D'Arnault Montebourg à Emmanuel Macron, les critiques ont été virulentes. Cette décision n'est pourtant pas réellement étonnante quand on considère l'état — à court terme — du marché de la construction ferroviaire. Elle est la suite logique du dépeçage d'Alstom, consécutif à la vente à General Electrics de l'ensemble de ses activités dans la production d'énergie, et en un sens la conséquence de l'action de l'Etat qui a avalisé cette vente et ce dépeçage. Elle symbolise aussi parfaitement la logique de gestion d'une entreprise ou l'intérêt immédiat de l'actionnaire domine.
Les conséquences
Cette décision apparaît pourtant comme scandaleuse parce qu'elle survient au moment même où Alstom se félicite d'avoir remporté un contrat important (le TGV dit « américain ») et vient de signer avec le gouvernement français un pacte d'innovation pour la production du TGV du futur. C'est ce qui crée le scandale. Alors que les perspectives dans le domaine du transport se développent, on sacrifie la base historique de la production ferroviaire pour Alstom, l'usine de Belfort.

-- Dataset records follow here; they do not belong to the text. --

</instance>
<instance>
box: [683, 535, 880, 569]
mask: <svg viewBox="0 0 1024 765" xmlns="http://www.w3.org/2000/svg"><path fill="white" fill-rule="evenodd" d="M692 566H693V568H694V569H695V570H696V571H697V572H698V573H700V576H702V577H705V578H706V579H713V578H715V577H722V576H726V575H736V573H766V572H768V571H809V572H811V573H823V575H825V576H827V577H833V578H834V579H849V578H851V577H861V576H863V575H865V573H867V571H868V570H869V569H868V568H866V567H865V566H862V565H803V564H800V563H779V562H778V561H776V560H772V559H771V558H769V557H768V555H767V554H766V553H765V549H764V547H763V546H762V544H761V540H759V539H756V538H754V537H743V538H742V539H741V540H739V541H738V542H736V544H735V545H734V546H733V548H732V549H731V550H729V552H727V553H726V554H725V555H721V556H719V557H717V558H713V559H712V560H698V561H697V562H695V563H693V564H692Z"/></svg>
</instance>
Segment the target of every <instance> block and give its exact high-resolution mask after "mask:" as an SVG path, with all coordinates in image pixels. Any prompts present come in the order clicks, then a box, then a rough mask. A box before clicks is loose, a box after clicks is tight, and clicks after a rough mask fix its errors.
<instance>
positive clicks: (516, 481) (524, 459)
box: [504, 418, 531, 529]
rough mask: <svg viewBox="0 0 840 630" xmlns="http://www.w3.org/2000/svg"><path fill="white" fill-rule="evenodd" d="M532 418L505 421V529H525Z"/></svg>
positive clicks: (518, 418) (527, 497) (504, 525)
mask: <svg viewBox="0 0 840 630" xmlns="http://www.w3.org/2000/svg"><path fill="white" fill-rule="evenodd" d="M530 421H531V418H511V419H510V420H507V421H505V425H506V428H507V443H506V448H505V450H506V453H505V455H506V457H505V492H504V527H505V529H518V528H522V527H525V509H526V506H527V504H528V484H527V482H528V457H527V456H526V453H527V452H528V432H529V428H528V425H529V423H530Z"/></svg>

De ce point de vue, si l'on considère l'avenir de l'entreprise à long terme, à 10 ans et plus, il y a un véritable intérêt à maintenir en activité des sites de production même si ils peuvent être, temporairement, en situation de faible charge de travail. La préservation des compétences industrielles implicites est à ce prix. On est en présence de ce que l'on nomme en théorie économique des actifs (matériels et humains) hautement spécifiques, c'est-à-dire qui ne peuvent être employés dans d'autres activités sans des pertes de valeurs très importantes.
Quelle intervention pour l'Etat?
Les fluctuations dans le temps des plans de charge, qui viennent de ce que tant les opérateurs publics que les acteurs privés sont englués dans des logiques de gestion à court terme, posent le problème du maintien des compétences sur les sites de production. L'intervention de l'Etat s'avère alors nécessaire que ce soit en subventions, pour le maintien des sites opérant temporairement en sous-capacité, ou indirectement par des engagements de long terme dans des dépenses d'investissement. Cette importance du rôle, direct et indirect, de la puissance publique et les effets d'externalités qu'induisent ces grandes infrastructures sont des arguments importants, et sans doute décisifs, pour une nationalisation (partielle ou totale) de ces activités.
Si l'Etat ne peut s'abstraire des impératifs de court terme, et il doit conserver une capacité de réaction importante devant les évolutions de la conjoncture, il doit impérativement conserver des moyens importants pour se projeter dans le long terme. Car, ce faisant, il favorise les décisions d'investissement des acteurs privés. Plus et mieux il le fait et plus et mieux il stabilise les anticipations des acteurs privés et peut donc jouer sur la conjonction de ces anticipations avec sa propre stratégie et ainsi créer des « cercles vertueux ». Mais, cela implique qu'une partie importante du budget soit programmée dans le long terme.
Ne nous y trompons pas: cette décision est la conséquence directe et immédiate, de la financiarisation de l'économie et avec elle de cette « tyrannie des actionnaires », en réalité des fonds de pensions, qui cherchent en permanence le rendement le plus élevé possible pour leurs investissements. C'est parce que les rythmes imposés par la financiarisation aux entreprises (et au budget de l'Etat) sont en réalité incompatibles avec les rythmes de la production et du développement des activités, en particulier dans les secteurs où les externalités positives, les effets induits et non directement visibles de ces activités, sont les plus importants. Il faut alors pouvoir penser à 15 ou 25 ans. Et, pour cela, il faut se dégager de l'emprise de la finance et la mettre au service, s'il le faut par la contrainte, de ces priorités de développement. Cette dé-financiarisation passe par la sortie de l'euro car, et on le constate tous les jours, l'euro est un carcan fait pour imposer la domination de la finance sur nos économies.